[paper-review] Reactive Base Control for On-The-Move Mobile Manipulation in Dynamic Environments

RA-L. [Paper] [Project Page]

Ben Burgess-Limerick^{1, 2}, Jesse Haviland^{1, 2}, Chris Lehnert¹, Peter Corke^{1 1}Queensland University of Technology Centre for Robotics (QCR), Brisbane, Australia ² CSIRO Data61, Brisbane, Australia

Mar. 03

Fig. 1: Overview of Reactive Base Control.

Summary

• This paper presents a reactive-based control method for mobile manipulation in dynamic environments, which significantly reduces the task time and improves the performance of the robot while avoiding static and dynamic obstacles.
• This approach contrasts with traditional methods where the base and manipulator are controlled separately, often resulting in increased task time due to the sequential completion of navigation and manipulation tasks​.

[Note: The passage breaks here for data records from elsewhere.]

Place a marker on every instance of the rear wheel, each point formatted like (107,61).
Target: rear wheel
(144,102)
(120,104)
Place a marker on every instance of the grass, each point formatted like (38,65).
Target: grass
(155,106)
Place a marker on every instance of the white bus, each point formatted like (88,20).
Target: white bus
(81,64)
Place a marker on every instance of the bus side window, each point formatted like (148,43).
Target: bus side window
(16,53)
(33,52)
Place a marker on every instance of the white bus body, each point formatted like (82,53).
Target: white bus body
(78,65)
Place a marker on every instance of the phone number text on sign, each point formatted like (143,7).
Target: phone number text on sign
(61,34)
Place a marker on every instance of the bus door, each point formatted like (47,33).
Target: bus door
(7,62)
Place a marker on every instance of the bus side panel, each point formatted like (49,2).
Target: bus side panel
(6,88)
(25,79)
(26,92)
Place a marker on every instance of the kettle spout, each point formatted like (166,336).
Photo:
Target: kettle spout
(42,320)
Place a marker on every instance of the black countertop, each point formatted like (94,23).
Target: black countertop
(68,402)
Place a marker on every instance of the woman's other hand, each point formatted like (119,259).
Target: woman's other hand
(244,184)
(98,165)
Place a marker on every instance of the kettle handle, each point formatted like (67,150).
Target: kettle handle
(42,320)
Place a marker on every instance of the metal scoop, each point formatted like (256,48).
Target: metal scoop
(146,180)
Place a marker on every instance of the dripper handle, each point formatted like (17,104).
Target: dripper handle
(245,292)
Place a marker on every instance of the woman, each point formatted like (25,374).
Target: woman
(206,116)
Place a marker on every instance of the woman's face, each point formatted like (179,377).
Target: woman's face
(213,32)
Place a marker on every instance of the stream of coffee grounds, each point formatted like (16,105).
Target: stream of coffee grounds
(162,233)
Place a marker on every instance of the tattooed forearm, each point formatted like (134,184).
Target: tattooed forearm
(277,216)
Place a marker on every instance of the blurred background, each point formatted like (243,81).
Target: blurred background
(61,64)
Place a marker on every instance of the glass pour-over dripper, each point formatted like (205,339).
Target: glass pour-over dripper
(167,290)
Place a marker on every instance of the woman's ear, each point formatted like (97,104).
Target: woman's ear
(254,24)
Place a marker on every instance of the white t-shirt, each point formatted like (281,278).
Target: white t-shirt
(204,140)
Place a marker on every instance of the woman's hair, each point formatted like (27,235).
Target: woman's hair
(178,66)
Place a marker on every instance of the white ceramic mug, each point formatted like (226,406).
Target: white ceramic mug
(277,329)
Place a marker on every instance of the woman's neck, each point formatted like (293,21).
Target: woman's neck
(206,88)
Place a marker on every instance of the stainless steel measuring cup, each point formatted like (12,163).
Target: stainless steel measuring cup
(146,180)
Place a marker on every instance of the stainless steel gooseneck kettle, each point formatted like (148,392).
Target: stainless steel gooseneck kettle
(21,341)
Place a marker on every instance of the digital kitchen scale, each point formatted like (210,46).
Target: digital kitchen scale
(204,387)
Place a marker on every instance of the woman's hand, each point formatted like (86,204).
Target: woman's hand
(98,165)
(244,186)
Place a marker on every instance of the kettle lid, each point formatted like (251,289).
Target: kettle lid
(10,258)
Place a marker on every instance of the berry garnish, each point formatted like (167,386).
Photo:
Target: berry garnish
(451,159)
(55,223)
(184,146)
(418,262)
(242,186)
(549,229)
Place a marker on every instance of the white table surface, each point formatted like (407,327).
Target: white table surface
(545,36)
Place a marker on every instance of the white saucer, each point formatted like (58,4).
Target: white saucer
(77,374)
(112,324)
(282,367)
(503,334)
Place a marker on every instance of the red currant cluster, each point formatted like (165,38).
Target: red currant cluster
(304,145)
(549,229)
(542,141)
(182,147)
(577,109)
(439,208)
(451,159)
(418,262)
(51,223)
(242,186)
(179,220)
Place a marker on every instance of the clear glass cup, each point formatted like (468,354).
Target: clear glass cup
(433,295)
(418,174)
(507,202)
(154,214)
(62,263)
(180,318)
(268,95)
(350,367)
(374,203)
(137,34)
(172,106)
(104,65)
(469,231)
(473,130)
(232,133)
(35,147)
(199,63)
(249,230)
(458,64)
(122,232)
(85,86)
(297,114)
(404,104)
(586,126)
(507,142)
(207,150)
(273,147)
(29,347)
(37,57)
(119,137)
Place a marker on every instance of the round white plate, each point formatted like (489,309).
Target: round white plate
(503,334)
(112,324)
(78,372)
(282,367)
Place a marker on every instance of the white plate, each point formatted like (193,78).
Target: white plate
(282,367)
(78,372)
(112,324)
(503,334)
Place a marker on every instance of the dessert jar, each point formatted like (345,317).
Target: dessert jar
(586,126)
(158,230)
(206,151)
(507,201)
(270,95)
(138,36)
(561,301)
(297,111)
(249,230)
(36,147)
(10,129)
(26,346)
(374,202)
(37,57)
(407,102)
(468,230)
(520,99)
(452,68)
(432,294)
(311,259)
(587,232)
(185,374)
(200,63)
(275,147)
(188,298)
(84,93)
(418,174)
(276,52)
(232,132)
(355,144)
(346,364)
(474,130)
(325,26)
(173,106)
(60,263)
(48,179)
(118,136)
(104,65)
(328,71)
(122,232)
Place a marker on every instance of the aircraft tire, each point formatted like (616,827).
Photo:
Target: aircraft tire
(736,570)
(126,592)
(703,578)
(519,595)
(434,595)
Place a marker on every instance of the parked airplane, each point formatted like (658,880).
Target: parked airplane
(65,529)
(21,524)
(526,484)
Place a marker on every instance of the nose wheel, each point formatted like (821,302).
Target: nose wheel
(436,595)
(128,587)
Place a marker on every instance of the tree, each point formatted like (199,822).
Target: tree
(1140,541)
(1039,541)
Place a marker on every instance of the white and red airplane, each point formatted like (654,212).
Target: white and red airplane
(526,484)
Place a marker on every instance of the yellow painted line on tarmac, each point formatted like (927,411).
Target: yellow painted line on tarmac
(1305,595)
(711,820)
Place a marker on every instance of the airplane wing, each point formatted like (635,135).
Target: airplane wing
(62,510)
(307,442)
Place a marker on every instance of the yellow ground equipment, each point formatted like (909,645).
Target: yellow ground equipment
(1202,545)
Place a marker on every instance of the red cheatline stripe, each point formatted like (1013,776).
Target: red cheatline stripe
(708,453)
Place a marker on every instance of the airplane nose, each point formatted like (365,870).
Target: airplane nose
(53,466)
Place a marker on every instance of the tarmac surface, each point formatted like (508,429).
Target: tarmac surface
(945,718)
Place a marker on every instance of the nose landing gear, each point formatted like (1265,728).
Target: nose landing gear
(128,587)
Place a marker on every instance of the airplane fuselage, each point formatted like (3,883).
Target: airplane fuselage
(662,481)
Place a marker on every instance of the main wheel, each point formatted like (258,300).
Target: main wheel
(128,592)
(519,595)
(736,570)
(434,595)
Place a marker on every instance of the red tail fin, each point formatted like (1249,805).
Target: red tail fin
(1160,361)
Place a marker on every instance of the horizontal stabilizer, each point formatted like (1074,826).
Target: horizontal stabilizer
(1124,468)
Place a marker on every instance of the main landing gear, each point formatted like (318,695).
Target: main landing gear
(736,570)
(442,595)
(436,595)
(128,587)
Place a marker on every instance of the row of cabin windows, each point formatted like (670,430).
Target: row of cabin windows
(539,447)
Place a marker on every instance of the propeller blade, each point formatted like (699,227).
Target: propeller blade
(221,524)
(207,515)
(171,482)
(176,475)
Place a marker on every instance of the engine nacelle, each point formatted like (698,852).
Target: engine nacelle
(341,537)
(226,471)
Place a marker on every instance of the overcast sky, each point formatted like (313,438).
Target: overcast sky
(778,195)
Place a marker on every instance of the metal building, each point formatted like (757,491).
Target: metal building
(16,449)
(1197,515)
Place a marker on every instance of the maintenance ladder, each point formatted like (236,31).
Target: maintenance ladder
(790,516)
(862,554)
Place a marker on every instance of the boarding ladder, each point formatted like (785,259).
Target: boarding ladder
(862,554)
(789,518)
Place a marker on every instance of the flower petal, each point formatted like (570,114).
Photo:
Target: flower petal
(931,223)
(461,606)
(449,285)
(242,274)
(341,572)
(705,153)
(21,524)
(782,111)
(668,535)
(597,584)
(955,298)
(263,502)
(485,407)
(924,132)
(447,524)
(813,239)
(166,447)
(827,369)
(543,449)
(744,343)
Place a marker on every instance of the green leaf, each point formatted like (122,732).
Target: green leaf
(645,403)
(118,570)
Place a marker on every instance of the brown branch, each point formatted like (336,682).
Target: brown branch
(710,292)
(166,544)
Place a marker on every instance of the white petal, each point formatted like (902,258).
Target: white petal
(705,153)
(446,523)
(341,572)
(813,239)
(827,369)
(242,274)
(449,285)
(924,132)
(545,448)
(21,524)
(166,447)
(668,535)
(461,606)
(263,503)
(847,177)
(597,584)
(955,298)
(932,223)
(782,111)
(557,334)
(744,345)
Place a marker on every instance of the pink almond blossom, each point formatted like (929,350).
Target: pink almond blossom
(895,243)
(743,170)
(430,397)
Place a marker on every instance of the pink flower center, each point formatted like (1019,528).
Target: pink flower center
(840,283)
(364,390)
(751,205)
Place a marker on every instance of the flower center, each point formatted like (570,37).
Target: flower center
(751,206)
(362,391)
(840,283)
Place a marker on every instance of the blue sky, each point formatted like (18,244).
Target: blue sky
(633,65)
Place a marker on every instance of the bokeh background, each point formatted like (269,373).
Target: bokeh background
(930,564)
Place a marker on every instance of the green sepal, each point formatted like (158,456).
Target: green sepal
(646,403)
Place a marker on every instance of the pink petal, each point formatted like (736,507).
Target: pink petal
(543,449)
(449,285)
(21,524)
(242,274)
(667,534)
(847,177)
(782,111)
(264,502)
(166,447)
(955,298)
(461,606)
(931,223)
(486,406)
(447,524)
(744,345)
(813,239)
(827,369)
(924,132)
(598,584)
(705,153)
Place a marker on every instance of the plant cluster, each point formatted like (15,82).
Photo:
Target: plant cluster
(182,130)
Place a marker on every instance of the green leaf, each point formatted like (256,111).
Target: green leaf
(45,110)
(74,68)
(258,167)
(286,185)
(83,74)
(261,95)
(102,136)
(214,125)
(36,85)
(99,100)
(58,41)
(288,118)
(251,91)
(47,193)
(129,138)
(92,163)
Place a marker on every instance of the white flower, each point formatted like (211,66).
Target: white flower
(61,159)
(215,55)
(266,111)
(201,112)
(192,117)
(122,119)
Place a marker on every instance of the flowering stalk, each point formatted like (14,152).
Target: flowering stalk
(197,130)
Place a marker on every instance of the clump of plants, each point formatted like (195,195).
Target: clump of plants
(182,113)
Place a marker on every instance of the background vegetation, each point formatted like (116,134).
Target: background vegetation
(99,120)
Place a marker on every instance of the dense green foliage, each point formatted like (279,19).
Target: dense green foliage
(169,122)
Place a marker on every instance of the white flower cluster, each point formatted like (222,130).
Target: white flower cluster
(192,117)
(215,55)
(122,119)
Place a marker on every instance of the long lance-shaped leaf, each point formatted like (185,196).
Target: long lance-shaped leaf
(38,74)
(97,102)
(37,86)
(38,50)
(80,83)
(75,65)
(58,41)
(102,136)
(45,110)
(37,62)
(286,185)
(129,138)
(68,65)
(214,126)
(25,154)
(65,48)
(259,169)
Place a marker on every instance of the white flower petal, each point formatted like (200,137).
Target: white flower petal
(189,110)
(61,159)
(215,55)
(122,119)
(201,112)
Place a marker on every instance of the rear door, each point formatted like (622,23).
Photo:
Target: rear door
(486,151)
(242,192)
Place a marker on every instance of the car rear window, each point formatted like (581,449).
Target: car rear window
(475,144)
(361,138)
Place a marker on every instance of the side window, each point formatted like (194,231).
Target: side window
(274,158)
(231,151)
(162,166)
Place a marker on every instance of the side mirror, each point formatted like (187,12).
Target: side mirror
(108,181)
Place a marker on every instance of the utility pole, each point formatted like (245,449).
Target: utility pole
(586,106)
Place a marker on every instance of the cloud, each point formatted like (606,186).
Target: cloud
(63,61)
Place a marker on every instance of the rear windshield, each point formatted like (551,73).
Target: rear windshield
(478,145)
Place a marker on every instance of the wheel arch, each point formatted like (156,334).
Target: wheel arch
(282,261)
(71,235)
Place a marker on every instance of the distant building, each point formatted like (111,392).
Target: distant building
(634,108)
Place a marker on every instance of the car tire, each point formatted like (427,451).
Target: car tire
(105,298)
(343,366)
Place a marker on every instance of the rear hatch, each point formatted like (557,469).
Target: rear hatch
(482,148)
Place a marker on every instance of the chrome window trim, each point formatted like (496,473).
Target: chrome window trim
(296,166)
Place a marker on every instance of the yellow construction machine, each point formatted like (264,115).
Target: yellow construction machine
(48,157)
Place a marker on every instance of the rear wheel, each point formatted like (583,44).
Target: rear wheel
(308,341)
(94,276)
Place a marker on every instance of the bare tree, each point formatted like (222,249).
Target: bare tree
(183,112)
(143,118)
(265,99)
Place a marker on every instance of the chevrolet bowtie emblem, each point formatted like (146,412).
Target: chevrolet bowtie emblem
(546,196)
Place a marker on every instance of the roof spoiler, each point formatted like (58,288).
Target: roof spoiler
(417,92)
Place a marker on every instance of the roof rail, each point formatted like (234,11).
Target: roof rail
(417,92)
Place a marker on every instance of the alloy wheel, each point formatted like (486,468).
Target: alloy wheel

Fig. 2: Inclusion of orientation cost in STAA*.

Fig. 3: Bezier path evaluation with PathRTR.

Contribution

• The paper introduces a reactive base control system for mobile manipulation in dynamic environments, enabling tasks to be performed on-the-move and significantly reducing total task time. This work marks the first real-world demonstration of reactive manipulation with both static and dynamic obstacles, showcasing the method’s practical applicability and robustness. ​
  • 1) They used STAA* algorithm that plangs a collision-free global path by searching through a visibility graph, and then compuites the intersection of the global path and the borader of a local planning region to develop an intermediate goal. The most important addtion to STAA* is the inclusion of an orientation to the goal state. They consider orientation which enables poses to be achieved that smoothly connects the immediate target with the next goal.
  • 2) In A* graph search module, they employed PathRTR heuristic. And they combines it with an additional heuristic based on a Bezier curve. It encourages the exploration of states that can be connected to the goal through smooth curves. They said that a value of 25% results in curves that work well in experimental setup.
  • 3) Base Placement was optimized by simple cost functions by the weighted sum of two components:
    • \[C_i = C_{i,C} + 1.05 \cdot C_{i,N}\]
      • \(C_{i,C}\) is the estimated cost from robot to candidate.
      • \(C_{i,N}\) is the estimated cost from the candidate to the next target.
    • The path cost for each candidate is evaluated using the PathRTR metric.
  • 4) Arm Obstacle Avoidance: They leveraged Quadratic Program to calculate joint veloicited for a given desired end-effector and base velocity. The controller allows for slack in the achieved end-effector velocity.

Thought

• I was already aware of a previous paper by this author, Manipulation On-The-Move, and it seems to be a follow-up to both this paper and an algorithm called STAA*.
• I think the contribution of this paper is to add a couple of heuristics to the existing algorithm, and I would have to start with the previous paper; the baseline controller implemented in this paper is all based on the previous paper as a reference.
  • STAA* / MotM / PathRTR
• After reading the paper and watching the demo video, I was quite impressed with the holistic approach to motion planning for mobile-manipulator systems; so accurate and high performance.